そしてありがとうと言いその場を立ち去ろうとした時中原に腕を掴まれた。
「それと、この借りは今度駅近くにできたホテルのケーキバイキングでいいからね。」
なかなか抜け目のない人だと改めて実感した沙耶であった。
沙耶は中原の取り引きに応じるとそのまま駅へと直行した。
「はぁ…まさかこんなに眠気に襲われるとは思ってなかったよ…」
やっとの思いで駅に着いた沙耶はホームで電車が来るのを待っていた。
駅に来る途中あまりにふらふらしていたので何人かぶつかってしまった。その内の一回は恥ずかしい事に電柱に激突してしまった。
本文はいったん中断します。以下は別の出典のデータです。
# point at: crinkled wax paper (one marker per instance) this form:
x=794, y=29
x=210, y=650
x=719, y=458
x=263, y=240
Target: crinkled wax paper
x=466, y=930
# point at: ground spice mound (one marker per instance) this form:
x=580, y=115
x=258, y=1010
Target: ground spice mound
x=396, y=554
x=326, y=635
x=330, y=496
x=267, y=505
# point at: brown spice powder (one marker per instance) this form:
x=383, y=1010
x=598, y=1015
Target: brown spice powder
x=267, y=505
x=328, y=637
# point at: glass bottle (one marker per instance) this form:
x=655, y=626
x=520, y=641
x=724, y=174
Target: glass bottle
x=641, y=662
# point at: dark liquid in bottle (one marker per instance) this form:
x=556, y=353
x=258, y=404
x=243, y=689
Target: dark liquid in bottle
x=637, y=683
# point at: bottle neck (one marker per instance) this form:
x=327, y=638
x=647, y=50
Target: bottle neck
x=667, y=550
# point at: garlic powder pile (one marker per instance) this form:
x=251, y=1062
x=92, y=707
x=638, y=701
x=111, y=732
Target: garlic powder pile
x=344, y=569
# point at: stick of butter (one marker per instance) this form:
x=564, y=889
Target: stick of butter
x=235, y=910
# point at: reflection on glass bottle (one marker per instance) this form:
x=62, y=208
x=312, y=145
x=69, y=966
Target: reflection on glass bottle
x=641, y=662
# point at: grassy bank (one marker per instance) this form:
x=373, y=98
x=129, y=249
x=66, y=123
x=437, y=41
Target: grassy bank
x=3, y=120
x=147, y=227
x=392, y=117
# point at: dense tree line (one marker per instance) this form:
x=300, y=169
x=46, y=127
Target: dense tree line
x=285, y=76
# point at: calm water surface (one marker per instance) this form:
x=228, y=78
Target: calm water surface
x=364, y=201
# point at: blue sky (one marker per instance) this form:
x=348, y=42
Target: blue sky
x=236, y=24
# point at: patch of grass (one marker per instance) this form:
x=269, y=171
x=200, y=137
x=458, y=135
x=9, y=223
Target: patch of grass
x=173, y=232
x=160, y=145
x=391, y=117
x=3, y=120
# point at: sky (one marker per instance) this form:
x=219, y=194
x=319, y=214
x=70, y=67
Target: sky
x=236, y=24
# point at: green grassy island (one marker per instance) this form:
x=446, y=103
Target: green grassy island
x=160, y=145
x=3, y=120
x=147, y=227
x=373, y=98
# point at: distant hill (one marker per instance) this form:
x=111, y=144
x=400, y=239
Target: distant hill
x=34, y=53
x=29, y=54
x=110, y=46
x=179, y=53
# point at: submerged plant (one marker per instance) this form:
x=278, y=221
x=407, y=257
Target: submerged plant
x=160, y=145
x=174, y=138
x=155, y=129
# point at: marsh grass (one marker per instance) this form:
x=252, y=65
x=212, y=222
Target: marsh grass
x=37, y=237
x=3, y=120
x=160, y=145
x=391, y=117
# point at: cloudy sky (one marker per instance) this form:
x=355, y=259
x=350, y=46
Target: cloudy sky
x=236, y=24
テレビやマンガじゃないのだからそんなことありえないと寝ぼけた頭で考えても、激突した衝撃でできてしまった額のたんこぶがその事実を物語っている。
「さすがにここまでくるとまずいわ…」
必死に目を開けながら思った。
そして電車が来るとドアが開いた瞬間に一目散に空いている席へと滑り込んだ。